Regarding the “on-demand” biodegradation, there is a work called active control of degradation, see the review paper “Control of Scaffold Degradation in Tissue Engineering: A Review. Tissue Engineering B”. The authors may want to comment on whether the active degradation control makes sense to their application. I feel that the current approach to “on demand” is passive and its accuracy may not meet the requirement.

Authors answer

We have read the indicated review paper. The meaning of “on demand” in our paper is certainly different compared to that of “active degradation control”. In our paper we didn’t refer to the fact that the degradation rate is externally monitored, but to the fact that, the biodegradation rate of the prepared materials is controlled by the pH of the medium (i.e. exudate pH over the wound healing period). The aim of the paper was to design materials as bioabsorbable bandages for wound healing. The biodegradation study in media mimicking the wound exudate over the wound healing period indicates that the materials degradation is controlled by the wound pH. We didn’t find such a study of enzymatic degradation of chitosan in literature, even in the indicated review paper.     

 

Reviewer comment:

Comment 4:

There are some English writing errors, but they can be easily fixed.
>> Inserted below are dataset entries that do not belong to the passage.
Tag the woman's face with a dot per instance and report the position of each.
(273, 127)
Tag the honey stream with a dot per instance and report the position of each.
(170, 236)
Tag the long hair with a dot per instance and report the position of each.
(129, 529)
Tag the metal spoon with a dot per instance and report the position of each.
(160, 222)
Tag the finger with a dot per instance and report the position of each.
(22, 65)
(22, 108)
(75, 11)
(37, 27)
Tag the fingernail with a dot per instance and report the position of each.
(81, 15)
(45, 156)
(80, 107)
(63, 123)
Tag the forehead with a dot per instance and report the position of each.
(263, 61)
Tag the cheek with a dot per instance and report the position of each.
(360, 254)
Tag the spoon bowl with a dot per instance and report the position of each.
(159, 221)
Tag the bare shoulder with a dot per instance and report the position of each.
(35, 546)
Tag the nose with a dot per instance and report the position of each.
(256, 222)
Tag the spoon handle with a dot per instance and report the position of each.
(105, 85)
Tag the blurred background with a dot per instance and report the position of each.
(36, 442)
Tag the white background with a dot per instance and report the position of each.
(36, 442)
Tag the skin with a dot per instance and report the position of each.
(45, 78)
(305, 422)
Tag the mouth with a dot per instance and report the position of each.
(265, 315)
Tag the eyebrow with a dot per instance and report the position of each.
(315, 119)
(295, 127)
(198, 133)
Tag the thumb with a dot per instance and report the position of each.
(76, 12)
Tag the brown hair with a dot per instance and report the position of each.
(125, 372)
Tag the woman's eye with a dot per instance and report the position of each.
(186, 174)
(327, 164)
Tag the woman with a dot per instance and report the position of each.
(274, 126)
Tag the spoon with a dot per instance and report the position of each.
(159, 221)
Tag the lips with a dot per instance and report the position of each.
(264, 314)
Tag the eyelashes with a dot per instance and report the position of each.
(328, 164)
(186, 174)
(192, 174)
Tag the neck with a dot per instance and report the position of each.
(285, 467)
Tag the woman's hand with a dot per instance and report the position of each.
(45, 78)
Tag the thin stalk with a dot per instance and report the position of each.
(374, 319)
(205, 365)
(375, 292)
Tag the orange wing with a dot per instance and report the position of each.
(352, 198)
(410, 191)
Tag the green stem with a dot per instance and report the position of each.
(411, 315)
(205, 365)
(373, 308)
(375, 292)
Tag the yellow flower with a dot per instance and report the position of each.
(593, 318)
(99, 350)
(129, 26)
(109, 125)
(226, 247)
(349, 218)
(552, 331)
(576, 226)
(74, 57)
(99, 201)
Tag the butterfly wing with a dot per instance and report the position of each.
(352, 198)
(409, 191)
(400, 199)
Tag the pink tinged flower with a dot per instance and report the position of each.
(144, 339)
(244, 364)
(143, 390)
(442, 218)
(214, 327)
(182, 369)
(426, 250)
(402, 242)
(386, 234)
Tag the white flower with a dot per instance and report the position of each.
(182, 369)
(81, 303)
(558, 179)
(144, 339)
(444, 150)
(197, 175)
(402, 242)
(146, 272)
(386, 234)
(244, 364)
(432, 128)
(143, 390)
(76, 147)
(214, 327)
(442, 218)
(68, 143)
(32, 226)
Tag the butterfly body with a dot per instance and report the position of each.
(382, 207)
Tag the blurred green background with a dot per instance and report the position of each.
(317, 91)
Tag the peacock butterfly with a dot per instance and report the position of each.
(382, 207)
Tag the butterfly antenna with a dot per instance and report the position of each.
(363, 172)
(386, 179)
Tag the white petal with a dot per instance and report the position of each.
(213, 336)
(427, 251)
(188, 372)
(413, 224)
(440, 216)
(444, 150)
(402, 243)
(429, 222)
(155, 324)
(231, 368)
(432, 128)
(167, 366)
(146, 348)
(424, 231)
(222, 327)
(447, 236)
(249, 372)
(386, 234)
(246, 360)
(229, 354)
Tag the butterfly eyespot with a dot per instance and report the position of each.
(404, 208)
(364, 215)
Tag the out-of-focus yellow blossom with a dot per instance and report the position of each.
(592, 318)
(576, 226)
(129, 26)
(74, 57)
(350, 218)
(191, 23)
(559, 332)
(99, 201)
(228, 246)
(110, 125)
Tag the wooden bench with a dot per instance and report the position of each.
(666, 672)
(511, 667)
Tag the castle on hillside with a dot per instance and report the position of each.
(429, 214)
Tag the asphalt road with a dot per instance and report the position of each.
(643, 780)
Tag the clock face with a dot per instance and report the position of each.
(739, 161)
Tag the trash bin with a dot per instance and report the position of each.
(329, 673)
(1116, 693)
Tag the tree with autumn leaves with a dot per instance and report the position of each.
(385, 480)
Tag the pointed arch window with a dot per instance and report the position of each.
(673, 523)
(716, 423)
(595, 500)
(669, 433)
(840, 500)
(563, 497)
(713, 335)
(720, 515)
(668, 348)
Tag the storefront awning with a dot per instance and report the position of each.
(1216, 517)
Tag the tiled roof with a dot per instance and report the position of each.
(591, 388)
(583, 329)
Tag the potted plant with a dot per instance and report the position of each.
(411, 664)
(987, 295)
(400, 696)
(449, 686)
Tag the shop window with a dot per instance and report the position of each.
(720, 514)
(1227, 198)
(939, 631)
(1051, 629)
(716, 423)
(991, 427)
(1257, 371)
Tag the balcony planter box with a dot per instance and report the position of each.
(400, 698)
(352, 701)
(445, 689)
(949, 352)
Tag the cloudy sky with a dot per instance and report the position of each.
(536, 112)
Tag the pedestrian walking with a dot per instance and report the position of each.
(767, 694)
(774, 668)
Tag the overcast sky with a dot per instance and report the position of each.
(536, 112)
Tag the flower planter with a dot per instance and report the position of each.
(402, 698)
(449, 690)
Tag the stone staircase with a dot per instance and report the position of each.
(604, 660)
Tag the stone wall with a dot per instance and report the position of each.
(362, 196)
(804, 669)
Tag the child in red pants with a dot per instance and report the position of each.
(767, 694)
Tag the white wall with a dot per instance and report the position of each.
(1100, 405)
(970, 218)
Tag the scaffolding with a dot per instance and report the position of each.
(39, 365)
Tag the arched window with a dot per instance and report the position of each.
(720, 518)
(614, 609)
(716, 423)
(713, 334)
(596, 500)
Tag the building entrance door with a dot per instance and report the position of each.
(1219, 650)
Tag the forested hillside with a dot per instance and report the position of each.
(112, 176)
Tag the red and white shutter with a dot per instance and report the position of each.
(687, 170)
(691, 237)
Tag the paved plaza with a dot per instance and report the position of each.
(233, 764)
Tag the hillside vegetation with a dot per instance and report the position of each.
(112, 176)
My main concern is the novelty and originality of the work.

Author answer:

Recently, we reviewed the findings in the chitosan-based nanofibers domain, published in the last 20 years (more than 200 articles, see the reference 16). Among these, we couldn’t find any paper dedicated to the preparation of microporous chitosan fibers for wound dressings, and not at all the idea of bonding an antimicrobial agent by reversible covalent bonds which favors the antimicrobial agent release by shifting the imination equilibrium to the reagents under the external stimuli (consumption). We think these are original approaches for wound healing materials. Besides, the design of these materials was confirmed by good findings: fast swelling, biodegradation rate controlled by pH of exudate reaching total biodegradation at the pH of dermis, antimicrobial properties and biosafety.

 

We want to thank to the reviewer for the constructive feed-back on our paper, which helped us to improve it for the readers benefit. The changes along the manuscript were highlighted in red letters.

Yours sincerely,

Luminita Marin

 

Author Response File: Author Response.docx

Round 2

Reviewer 1 Report

The authors improved the manuscript, however, I'm still not convinced with several explanations e.g. "on-demand" drug delivery. Nevertheless, it can be considered for publication.

Reviewer 3 Report

I am satisfied with the revision and rebuttal.